Why framing matters
The model is rarely the problem. The question is.
Two stories for you. One is a piece of research the whole field framed wrong until one person reframed it. The other is a product that hit every technical metric and still failed, until the team changed the question instead of the model. Neither turned on a better model. Both turned on a better question.
FlashAttention: the same answer, a different question
For years the field treated fast attention as a math problem. Attention is O(N²): every token attends to every other token, so the obvious move was to do less math. Sparse attention, approximate attention, clever schemes to skip pairs. Many of these had better theoretical complexity than brute force. On real GPUs they ran slower.
Tri Dao asked a different question. Not "how do we do less math," but "what is actually slow." The answer was memory. A GPU spends most of attention shuttling the N×N matrix between slow high-bandwidth memory and fast on-chip cache, and that data movement, not the arithmetic, is the bottleneck. So FlashAttention stopped optimizing FLOPs and started optimizing memory access: tile the computation to fit in cache, compute softmax incrementally, recompute instead of store. The result was exact attention, not an approximation, three to ten times faster, and it is the reason context windows went from two thousand tokens to a million.
He didn't approximate anything. The answer was the same exact attention everyone else was computing; what changed was how it got computed. He tiled the matrix so it stayed in fast memory, borrowing a decades-old trick from high-performance computing, and used an obscure online-softmax result from a 2018 NVIDIA paper to make the tiling work. By reframing the problem away from approximation and into data-movement problem, he created a 3X to 10X improvement in attention. Great example of thinking differently about a problem
JP Morgan Chase: the same model, a different question
JP Morgan Chase built an AI system to help people understand privacy policies. The build was impressive: finely tuned models, a clean interface, a hierarchy of a hundred models, infrastructure upgraded just to deploy it. Accuracy was high. Retrieval quality was high. They hit every technical milestone. Then they launched, and to quote their former Head of AI Innovation, the response was "crickets." Nobody used it.

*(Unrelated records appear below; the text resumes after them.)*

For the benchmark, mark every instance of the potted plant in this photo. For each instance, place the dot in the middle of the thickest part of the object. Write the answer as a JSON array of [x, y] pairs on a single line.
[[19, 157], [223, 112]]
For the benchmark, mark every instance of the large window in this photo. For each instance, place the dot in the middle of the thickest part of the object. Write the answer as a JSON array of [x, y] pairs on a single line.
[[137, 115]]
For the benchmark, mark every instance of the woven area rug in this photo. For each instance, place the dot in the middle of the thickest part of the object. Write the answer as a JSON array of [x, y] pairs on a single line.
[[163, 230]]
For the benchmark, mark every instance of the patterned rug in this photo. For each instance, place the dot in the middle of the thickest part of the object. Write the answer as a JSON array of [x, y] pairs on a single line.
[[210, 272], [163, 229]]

The model worked exactly as built. The assumption underneath it did not. The team had decided users wanted to chat with privacy policies, and built every metric around that assumption: accuracy, retrieval quality, faithfulness. The one metric they never had was whether anyone completed a decision with the tool. Nobody did.
So they changed the question, not the model. Users didn't need answers about a privacy policy. They needed help deciding whether to accept one. Same accuracy, different shape. The team put the system where the decision was actually being made, showed users why it was flagging what it flagged, and kept a human in the loop on the high-stakes calls. The output went from "this policy is risky" to "be concerned about this policy, because this segment says they can sell your data forever to third parties." People used it. The model never changed. The framing did. The bill for getting there was about a year of rebuilding.
How bad framing shows up
Stand the two stories side by side and the shape is the same. The technology worked. The team's model of the problem decided the outcome. Bad framing is not a model that underperforms. It is a model that performs exactly as built, pointed at the wrong question, and it stays invisible because nothing about it looks broken while it is happening. JP Morgan's dashboards were green the whole time.

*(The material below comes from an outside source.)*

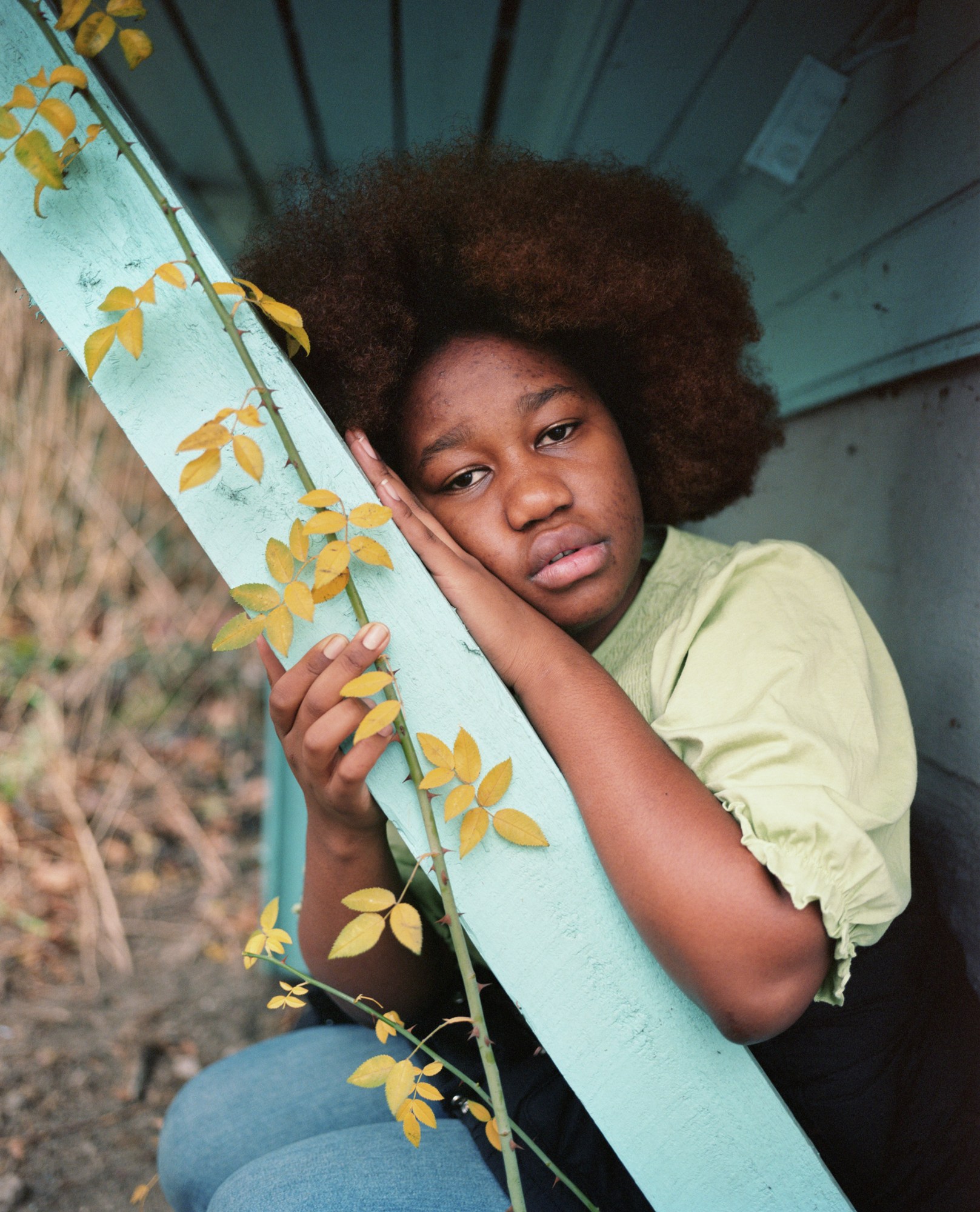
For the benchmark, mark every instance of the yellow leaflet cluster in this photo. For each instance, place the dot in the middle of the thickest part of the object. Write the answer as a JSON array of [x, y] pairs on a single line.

It shows up two ways. The first is a frame that was wrong from the start and nobody questioned: the field chasing FLOPs, a team assuming users wanted a chatbot. The second is a frame that was right at launch and quietly stopped being right, when the data shifts or the benchmark and the users drift apart and nobody reframes. This course is about catching both, ideally before the year of rebuilding.
Different from product framing
Most courses on framing AI projects are product management courses adapted for AI. They teach how to write the first frame: the PRD, the user research, the success metrics, the stakeholder alignment. That work is necessary, and this course does not replace it.

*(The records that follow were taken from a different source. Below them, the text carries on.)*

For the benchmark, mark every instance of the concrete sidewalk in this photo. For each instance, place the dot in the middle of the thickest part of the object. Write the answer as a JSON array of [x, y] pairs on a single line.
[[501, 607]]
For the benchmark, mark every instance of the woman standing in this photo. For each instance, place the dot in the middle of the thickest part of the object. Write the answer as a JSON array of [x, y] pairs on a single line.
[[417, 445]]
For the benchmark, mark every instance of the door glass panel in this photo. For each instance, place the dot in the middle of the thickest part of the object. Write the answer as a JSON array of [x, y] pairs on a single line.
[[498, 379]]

What a product course will not teach you is that the bottleneck for attention is memory bandwidth, or that an accurate privacy-policy chatbot can hit every metric and still be the wrong product. Those are framing decisions about the technical and human system around the model, and they are where AI projects are won or lost. A product course teaches you to write a clear PRD for a chatbot. It will not teach you why the chatbot was the wrong thing to build.
Applies generally
The two stories are about as far apart as AI gets. One is a CUDA kernel with no users; the other is a customer product that was nothing but users. The framing question carried across both anyway: what is this actually for, and what is the real constraint. That question does not care whether you are working on traditional ML, GenAI, or agents. The tools inside the answer change every year. The question does not.